Summarize the following conversation.

#Person1#: What time is it, Tom?
#Person2#: Just a minute. It's ten to nine by my watch.
#Person1#: Is it? I had no idea it was so late. I must be off now.
#Person2#: What's the hurry?
#Person1#: I must catch the nine-thirty train.
#Person2#: You've plenty of time yet. The railway station is very close. It won't take more than twenty minutes to get there.

Summary:
--------------------------------------------------------------------------------
BASELINE HUMAN SUMMARY:
#Person1# is in a hurry to catch a train. Tom tells #Person1# there is plenty of time.
--------------------------------------------------------------------------------
MODEL GENERATION - ZERO SHOT:
The train is about to leave.



<a name='3.2'></a>
### 3.2 - Zero Shot Inference with the Prompt Template from FLAN-T5

In [29]:
generate_summaries(example_index_to_summarize, "ZERO SHOT", "explain")

--------------------------------------------------------------------------------
Example 1
--------------------------------------------------------------------------------
INPUT PROMPT:

Dialogue:

#Person1#: What time is it, Tom?
#Person2#: Just a minute. It's ten to nine by my watch.
#Person1#: Is it? I had no idea it was so late. I must be off now.
#Person2#: What's the hurry?
#Person1#: I must catch the nine-thirty train.
#Person2#: You've plenty of time yet. The railway station is very close. It won't take more than twenty minutes to get there.

What was going on?
            
--------------------------------------------------------------------------------
BASELINE HUMAN SUMMARY:
#Person1# is in a hurry to catch a train.

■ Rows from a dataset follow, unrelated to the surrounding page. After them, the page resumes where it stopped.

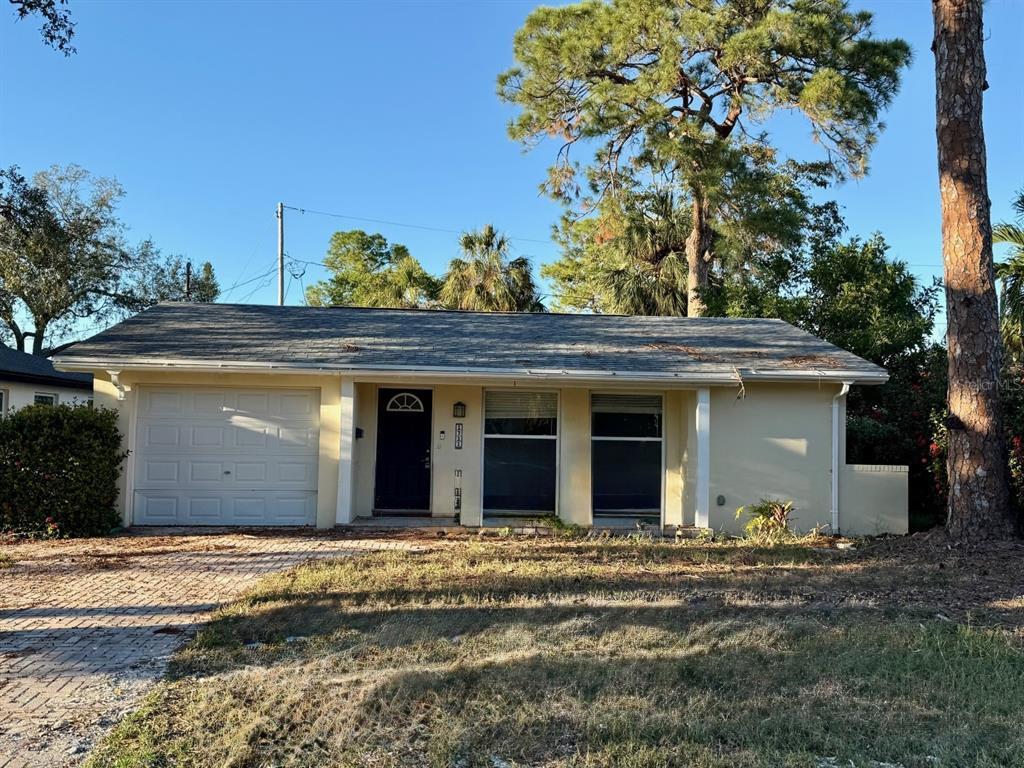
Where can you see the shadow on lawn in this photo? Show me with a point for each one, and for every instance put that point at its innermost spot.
(749, 686)
(590, 656)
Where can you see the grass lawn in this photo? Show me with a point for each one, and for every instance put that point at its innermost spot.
(619, 653)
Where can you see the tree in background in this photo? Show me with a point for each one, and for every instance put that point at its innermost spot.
(1011, 272)
(65, 260)
(979, 494)
(629, 260)
(367, 270)
(677, 88)
(485, 280)
(57, 29)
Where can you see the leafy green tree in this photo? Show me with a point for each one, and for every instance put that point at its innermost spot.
(677, 87)
(862, 301)
(65, 260)
(57, 29)
(485, 280)
(1011, 272)
(62, 255)
(629, 260)
(370, 271)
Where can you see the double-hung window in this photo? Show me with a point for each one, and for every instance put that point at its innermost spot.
(520, 449)
(626, 432)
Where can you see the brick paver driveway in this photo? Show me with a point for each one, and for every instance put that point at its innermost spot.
(87, 626)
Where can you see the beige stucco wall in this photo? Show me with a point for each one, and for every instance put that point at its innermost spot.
(774, 441)
(675, 435)
(18, 394)
(872, 500)
(574, 496)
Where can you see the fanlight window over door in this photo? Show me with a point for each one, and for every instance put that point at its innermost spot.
(406, 401)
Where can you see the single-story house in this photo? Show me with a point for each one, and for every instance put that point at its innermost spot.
(28, 379)
(269, 415)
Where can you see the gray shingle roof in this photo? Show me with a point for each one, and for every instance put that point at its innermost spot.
(345, 338)
(17, 366)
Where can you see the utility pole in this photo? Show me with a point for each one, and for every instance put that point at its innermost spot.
(281, 254)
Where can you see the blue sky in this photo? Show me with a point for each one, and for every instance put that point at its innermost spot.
(209, 114)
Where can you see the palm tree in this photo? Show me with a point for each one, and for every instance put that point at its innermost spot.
(1011, 272)
(647, 272)
(485, 280)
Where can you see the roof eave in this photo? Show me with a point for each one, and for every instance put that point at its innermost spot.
(723, 376)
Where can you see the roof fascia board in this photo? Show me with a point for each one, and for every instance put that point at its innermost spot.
(57, 381)
(726, 376)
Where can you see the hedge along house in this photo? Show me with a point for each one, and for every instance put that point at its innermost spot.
(263, 415)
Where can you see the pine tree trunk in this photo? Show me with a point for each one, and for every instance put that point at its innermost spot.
(697, 258)
(979, 496)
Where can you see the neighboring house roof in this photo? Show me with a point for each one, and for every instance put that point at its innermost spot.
(33, 369)
(543, 345)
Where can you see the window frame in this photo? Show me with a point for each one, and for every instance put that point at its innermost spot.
(484, 436)
(662, 439)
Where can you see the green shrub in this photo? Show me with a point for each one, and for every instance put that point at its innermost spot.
(769, 521)
(58, 470)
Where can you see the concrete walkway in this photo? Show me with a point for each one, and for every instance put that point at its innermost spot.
(88, 626)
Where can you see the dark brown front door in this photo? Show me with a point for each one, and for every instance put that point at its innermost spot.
(402, 452)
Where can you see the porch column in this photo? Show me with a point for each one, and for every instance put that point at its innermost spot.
(346, 452)
(702, 501)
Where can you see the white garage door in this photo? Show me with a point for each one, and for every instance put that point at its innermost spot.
(226, 457)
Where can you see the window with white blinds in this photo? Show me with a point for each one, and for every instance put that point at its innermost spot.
(520, 443)
(532, 414)
(626, 454)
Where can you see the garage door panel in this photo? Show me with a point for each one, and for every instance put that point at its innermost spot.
(161, 471)
(228, 471)
(225, 508)
(223, 457)
(156, 509)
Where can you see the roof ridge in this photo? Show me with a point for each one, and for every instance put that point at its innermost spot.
(433, 310)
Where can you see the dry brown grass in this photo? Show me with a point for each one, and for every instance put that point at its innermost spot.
(560, 652)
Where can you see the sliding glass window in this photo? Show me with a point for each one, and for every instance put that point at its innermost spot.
(520, 448)
(627, 454)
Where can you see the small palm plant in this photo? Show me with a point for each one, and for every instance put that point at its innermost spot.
(1011, 272)
(769, 521)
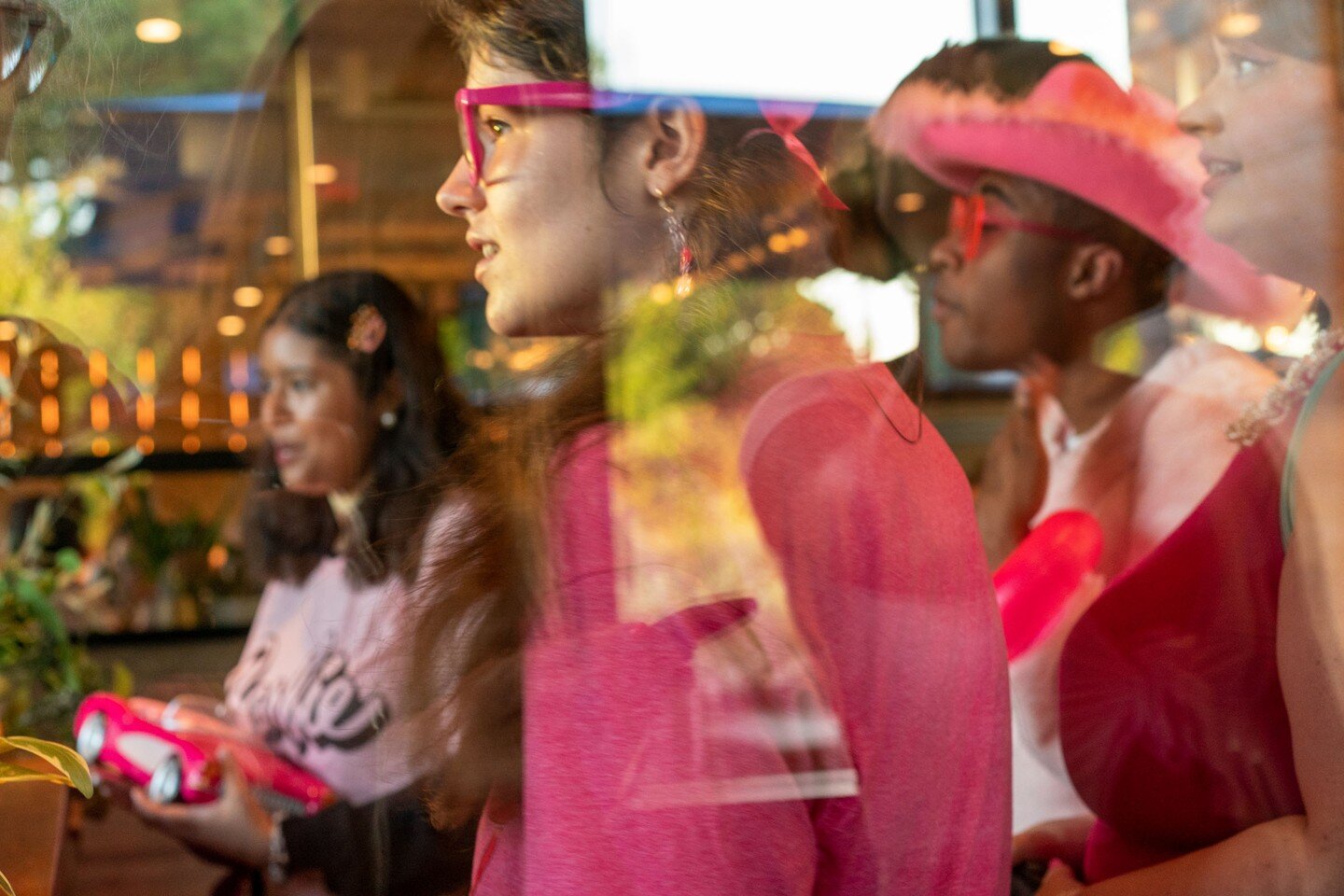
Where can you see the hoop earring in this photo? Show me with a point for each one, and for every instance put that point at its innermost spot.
(680, 245)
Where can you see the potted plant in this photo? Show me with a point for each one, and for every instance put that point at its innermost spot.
(43, 672)
(36, 823)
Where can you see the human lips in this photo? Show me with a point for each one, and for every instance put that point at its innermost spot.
(1219, 172)
(488, 248)
(944, 306)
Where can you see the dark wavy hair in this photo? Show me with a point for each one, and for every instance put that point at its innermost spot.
(289, 534)
(1013, 67)
(1309, 30)
(485, 586)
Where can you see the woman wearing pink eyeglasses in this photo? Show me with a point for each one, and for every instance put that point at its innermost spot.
(590, 739)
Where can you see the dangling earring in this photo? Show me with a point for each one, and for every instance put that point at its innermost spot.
(680, 245)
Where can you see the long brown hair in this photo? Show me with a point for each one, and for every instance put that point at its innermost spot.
(289, 534)
(484, 587)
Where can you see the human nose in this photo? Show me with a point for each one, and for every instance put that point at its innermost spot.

Tom tells #Person1# there is plenty of time.
--------------------------------------------------------------------------------
MODEL GENERATION - ZERO SHOT:
Tom is late for the train.



<a name='4'></a>
## 4 - Summarize Dialogue with One Shot and Few Shot Inference

In [30]:
def make_prompt(example_indices_full, example_index_to_summarize):
    prompt = ''
    for index in example_indices_full:
        dialogue = dataset['test'][index]['dialogue']
        summary = dataset['test'][index]['summary']

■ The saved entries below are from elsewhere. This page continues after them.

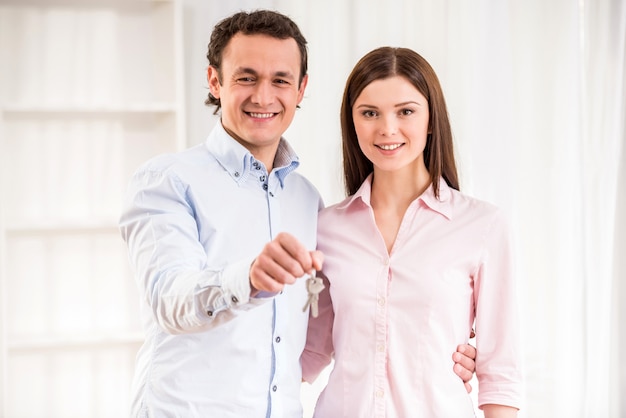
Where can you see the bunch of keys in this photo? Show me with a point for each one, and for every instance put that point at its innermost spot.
(314, 286)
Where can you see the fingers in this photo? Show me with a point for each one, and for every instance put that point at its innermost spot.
(281, 262)
(464, 364)
(468, 387)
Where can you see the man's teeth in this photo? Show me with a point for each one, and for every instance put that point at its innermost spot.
(390, 147)
(261, 115)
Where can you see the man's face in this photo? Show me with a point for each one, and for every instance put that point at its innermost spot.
(259, 91)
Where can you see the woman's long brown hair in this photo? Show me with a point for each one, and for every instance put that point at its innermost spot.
(388, 62)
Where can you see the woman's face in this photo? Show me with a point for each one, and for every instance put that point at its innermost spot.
(391, 121)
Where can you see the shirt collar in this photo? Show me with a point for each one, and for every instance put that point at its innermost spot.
(443, 204)
(238, 161)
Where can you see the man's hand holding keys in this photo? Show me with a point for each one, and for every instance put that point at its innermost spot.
(282, 261)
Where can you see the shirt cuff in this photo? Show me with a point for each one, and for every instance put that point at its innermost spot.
(236, 282)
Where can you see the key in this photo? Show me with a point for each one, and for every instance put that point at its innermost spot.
(314, 286)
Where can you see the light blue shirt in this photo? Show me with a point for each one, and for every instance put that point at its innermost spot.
(193, 222)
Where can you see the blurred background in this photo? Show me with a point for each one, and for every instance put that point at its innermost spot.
(89, 89)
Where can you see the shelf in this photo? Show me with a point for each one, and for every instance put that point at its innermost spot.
(140, 108)
(75, 342)
(60, 228)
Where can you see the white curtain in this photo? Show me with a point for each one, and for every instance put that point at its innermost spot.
(536, 93)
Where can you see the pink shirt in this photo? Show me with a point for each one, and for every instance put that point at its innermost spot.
(399, 317)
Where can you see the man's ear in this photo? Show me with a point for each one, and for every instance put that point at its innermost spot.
(213, 80)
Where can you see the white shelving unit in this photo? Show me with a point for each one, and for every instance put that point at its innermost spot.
(89, 89)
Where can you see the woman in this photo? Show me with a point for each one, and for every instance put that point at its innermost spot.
(411, 264)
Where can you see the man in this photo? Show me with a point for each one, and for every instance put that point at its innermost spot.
(220, 235)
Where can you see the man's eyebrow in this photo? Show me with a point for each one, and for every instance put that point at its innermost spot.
(248, 70)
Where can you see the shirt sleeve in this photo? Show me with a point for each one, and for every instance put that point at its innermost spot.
(318, 351)
(169, 262)
(498, 343)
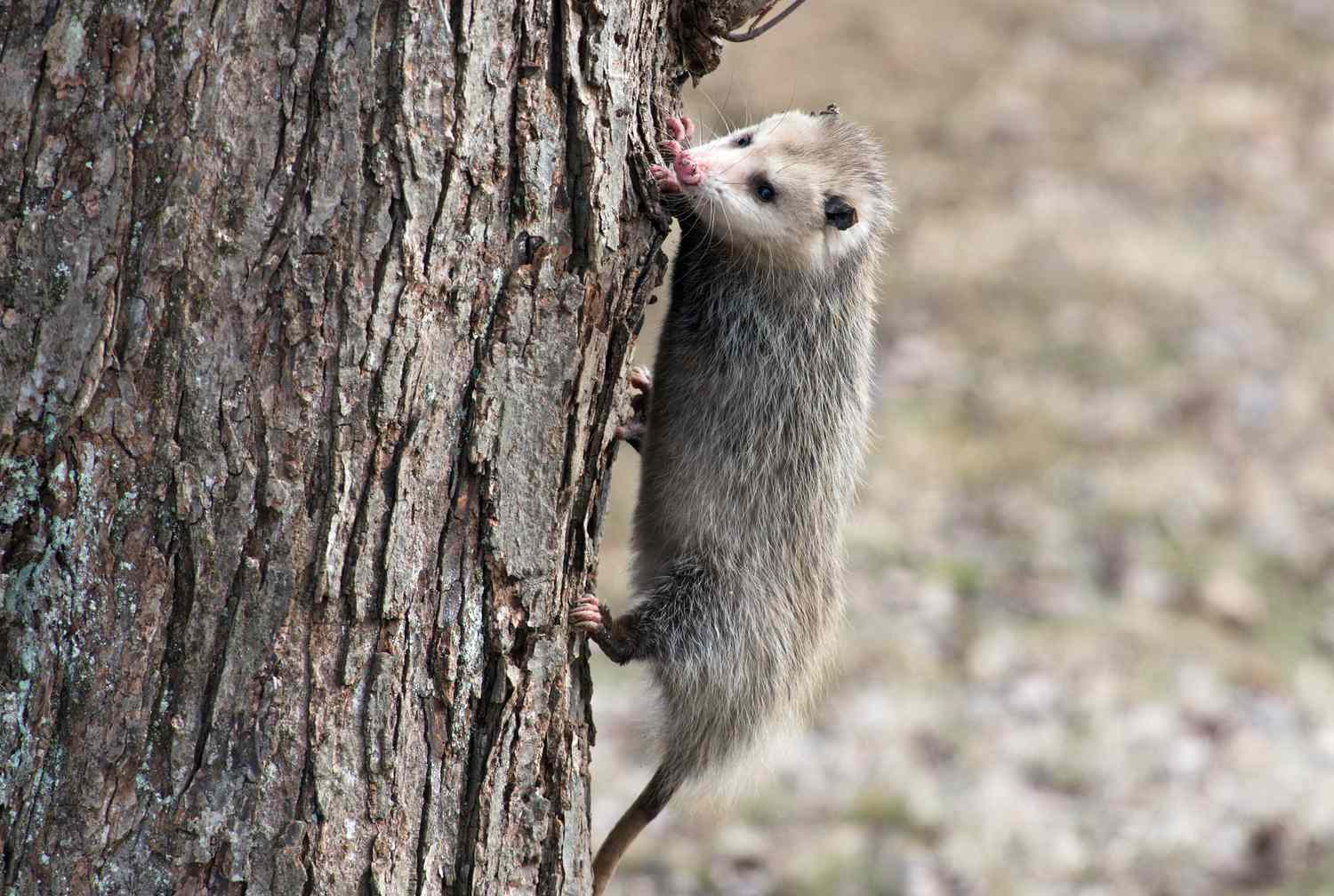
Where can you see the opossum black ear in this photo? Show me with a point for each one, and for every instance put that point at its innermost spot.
(840, 213)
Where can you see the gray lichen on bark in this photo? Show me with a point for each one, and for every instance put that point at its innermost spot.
(312, 320)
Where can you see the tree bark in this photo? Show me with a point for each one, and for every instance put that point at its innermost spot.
(312, 323)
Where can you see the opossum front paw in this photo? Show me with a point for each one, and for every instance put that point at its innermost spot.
(632, 431)
(587, 615)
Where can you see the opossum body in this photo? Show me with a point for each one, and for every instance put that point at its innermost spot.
(752, 437)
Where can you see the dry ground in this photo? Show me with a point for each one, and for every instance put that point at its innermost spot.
(1094, 557)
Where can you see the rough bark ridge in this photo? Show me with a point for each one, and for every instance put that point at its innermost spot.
(312, 316)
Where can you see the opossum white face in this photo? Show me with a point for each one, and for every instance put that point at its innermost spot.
(797, 189)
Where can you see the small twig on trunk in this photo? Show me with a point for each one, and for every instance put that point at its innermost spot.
(757, 29)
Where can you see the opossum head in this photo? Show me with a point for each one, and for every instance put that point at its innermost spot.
(797, 189)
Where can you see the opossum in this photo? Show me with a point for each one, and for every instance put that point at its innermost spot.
(752, 437)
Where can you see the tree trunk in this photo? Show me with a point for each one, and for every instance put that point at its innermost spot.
(312, 323)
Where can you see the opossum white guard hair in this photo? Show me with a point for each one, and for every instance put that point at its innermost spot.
(752, 440)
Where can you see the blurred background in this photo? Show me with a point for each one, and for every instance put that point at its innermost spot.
(1091, 613)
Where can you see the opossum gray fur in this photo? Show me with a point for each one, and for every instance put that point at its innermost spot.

        # The stop sequence '{summary}\n\n\n' is important for FLAN-T5. Other models may have their own preferred stop sequence.
        prompt += f"""
Dialogue:

{dialogue}

What was going on?
{summary}


"""

    dialogue = dataset['test'][example_index_to_summarize]['dialogue']

    prompt += f"""
Dialogue:

{dialogue}

What was going on?
"""

    return prompt

In [31]:
def generate_summary(example_indices_full: list, example_index_to_summarize: int, task: str) -> None:
    dash_line = "-" * 80

    # Create the appropriate prompt based on the mode
    prompt = make_prompt(example_indices_full, example_index_to_summarize)
    summary = dataset["test"][example_index_to_summarize]["summary"]

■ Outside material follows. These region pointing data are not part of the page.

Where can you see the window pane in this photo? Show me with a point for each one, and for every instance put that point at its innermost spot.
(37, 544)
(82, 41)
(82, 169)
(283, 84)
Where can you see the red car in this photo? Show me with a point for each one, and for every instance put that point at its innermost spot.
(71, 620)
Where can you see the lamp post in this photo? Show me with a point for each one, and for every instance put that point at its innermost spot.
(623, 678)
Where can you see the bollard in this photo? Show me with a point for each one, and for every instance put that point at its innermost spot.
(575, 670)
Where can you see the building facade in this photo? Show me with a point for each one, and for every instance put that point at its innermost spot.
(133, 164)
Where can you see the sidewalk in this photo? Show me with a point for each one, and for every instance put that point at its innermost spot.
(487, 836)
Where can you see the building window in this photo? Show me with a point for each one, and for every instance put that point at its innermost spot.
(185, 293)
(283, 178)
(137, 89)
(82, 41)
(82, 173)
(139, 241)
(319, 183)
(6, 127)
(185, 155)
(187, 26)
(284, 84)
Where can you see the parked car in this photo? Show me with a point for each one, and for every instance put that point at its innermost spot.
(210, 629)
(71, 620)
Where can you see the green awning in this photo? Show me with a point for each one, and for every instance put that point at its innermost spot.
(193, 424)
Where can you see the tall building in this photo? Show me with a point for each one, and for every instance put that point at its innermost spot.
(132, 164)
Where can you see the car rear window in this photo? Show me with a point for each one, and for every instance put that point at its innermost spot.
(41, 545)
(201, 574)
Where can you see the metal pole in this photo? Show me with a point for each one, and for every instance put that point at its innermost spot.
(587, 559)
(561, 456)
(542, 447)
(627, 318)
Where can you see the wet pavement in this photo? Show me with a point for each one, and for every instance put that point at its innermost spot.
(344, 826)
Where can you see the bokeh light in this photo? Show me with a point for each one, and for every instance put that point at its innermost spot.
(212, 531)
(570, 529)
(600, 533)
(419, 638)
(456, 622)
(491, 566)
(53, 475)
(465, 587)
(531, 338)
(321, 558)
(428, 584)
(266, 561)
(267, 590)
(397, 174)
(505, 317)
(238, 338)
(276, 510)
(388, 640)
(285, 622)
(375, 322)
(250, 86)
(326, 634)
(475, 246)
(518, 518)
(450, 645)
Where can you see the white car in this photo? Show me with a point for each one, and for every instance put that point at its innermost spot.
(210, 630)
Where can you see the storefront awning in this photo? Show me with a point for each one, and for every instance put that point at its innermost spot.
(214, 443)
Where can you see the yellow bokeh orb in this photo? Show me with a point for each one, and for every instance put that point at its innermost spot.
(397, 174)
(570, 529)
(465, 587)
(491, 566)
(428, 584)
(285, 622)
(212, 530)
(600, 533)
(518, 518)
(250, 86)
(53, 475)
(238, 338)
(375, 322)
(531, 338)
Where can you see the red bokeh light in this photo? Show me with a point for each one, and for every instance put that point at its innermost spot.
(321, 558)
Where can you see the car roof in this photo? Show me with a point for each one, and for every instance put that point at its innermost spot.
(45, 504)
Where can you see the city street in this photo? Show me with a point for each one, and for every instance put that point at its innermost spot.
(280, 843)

    # Tokenize and generate output
    inputs = tokenizer(prompt, return_tensors="pt")
    output = tokenizer.decode(
        model.generate(
            inputs["input_ids"],
            max_new_tokens=50,
        )[0],
        skip_special_tokens=True,
    )

    # Display results
    print(dash_line)
    print(f'BASELINE HUMAN SUMMARY:\n{summary}\n')
    print(dash_line)
    print(f'MODEL GENERATION - {task}:\n{output}\n')



<a name='4.1'></a>
### 4.1 - One Shot Inference

In [33]:
example_indices_full = [200]

generate_summary(example_indices_full, example_index_to_summarize, "ONE SHOT")

--------------------------------------------------------------------------------
BASELINE HUMAN SUMMARY:
['#Person1# is in a hurry to catch a train. Tom tells #Person1# there is plenty of time.']

--------------------------------------------------------------------------------
MODEL GENERATION - ONE SHOT:
Tom is late for the train. He has to catch the nine-thirty train.



<a name='4.2'></a>
### 4.2 - Few Shot Inference

In [35]:
example_indices_full = [200, 80, 120]
generate_summary(example_indices_full, example_index_to_summarize, "FEW SHOT")

--------------------------------------------------------------------------------
BASELINE HUMAN SUMMARY:
#Person1# is in a hurry to catch a train. Tom tells #Person1# there is plenty of time.

--------------------------------------------------------------------------------
MODEL GENERATION - FEW SHOT:
Tom is late for the train. He has to catch it at 9:30.